Alpha André se lève de son fauteuil en cuir. Il a des épaules carrées et une stature imposante. Une chose est sûre : il a l’habitude de mépriser les gens, pas l’inverse. Il me lance ce regard déçu qu’il maîtrise à la perfection, rendant honteux même les loups les plus arrogants.
J’avale ma salive, luttant pour garder mon calme. Trop de fois, je lui ai tenu tête et en ai payé le prix. Mais cette nouvelle attitude que j’adopte s’avère difficile à contrôler.
— Je ne vais pas l’épouser. Ni lui, ni personne d’autre.
Je bouillonne, plantant fermement mes pieds sur le sol. Il ne peut pas croire qu’il va me forcer à ça. Si ? Il a contrôlé ma vie entière, mais il doit bien y avoir une limite. Il doit y en avoir une.

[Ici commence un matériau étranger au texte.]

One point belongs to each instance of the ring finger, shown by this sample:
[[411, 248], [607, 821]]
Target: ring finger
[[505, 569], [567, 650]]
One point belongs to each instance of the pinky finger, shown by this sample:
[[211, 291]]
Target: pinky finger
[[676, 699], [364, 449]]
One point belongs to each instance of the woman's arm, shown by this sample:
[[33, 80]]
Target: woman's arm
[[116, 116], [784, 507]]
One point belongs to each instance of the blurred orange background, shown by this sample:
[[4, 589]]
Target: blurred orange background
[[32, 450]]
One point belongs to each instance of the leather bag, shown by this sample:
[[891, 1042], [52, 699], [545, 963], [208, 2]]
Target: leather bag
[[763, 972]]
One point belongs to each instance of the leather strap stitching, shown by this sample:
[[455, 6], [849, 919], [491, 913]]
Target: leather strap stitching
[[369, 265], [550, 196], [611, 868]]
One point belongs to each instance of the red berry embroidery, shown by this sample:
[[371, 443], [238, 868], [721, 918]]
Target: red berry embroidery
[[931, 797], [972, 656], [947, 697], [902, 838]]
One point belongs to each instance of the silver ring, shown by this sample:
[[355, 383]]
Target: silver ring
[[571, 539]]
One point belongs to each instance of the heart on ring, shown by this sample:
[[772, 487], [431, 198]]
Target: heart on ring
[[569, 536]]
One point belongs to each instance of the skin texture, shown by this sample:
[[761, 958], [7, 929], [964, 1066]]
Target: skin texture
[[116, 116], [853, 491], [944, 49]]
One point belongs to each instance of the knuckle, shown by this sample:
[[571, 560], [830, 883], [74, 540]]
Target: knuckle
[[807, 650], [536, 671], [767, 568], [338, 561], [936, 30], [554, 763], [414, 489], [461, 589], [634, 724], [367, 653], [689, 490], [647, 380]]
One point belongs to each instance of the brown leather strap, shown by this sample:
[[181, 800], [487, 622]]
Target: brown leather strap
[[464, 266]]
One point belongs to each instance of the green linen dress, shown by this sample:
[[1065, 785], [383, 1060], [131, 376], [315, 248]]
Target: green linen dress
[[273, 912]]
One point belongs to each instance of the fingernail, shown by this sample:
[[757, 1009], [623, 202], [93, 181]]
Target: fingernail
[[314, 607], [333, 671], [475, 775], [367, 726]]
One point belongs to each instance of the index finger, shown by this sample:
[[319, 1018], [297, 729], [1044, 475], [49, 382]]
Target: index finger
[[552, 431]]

À ma droite, Nathan laisse échapper un gémissement frustré.
— Pourquoi tu ne peux pas juste coopérer, pour une fois ?
Il se plaint comme un enfant.
— Je pensais qu’on avait dépassé ça. Je peux t’offrir tout ce que tu veux ! Qui refuserait le titre de Luna ?
Il se tourne vers son père, cherchant son soutien avec des yeux à la fois implorants et exigeants.
Il n’a jamais changé. Il me rappelle encore ce gamin qui menaçait de faire une crise de colère s’il n’obtenait pas son dessert. Ou celui qui jurait de me couper les doigts si j’osais toucher un jouet dont il avait même oublié l’existence.
— Tu ne peux pas m’en foutre, sinon tu ne m’aurais pas traité comme ça toute ma vie, je riposte, sentant un grognement gronder profondément dans ma poitrine.
Il s’est toujours considéré comme un roi et tous les autres comme des paysans. Mais à mes yeux, un roi sans couronne n’est pas du tout un roi.
Alpha André me gronde pour mon audace :
— Attention à ta p****n de langue.
Il se tourne ensuite vers son fils, une confiance inébranlable dans l’air autour de lui.
— Elle fera tout ce que je dis.
Il s’assoit sur sa chaise, se penche en arrière et me regarde d’un air calculateur. Un regard qui me rappelle un serpent tapi dans l’herbe, prêt à attaquer.
— N’es-tu pas Adrienne ? demande-t-il d’une voix maladivement douce et menaçante.
Je déteste cette voix, ce ton. Je l’ai toujours détesté. Ça me rend malade. Plus malade encore que d’imaginer un avenir avec Nathan.
Je serre fermement la mâchoire, mes mains s’enroulant en poings.
— Et si je ne le fais pas ?
Il incline légèrement la tête, un sourire sombre étirant ses lèvres. Il joint ses mains en un geste décontracté, presque paresseux.
— Alors, tu seras à nouveau enfermée. Tu ne voudrais pas ça, n’est-ce pas ? Je pense que ça devient terriblement solitaire, là-bas.
Mon sang se transforme en glace. Soudain, j’ai froid. Un froid glacial qui s’infiltre jusqu’à mes os. C’est comme si je pouvais déjà sentir la pierre glaciale contre ma peau, entendre le silence résonner dans mes oreilles.
Je masque ma peur et laisse échapper un rire moqueur, sceptique et surpris.
Il n’y a aucun moyen que je puisse y retourner. Pas dans ce trou de l’enfer.
Mais s’il est sérieux… alors je suis plus f****e que tous les disparus dans sa tête. Bien que ce soit un exploit facile.
— Tu ne le ferais pas.
Je force ma voix à sonner comme un défi, mais à l’intérieur, j’ai envie de m’effondrer, de tomber à genoux et de supplier qu’on me laisse ma liberté.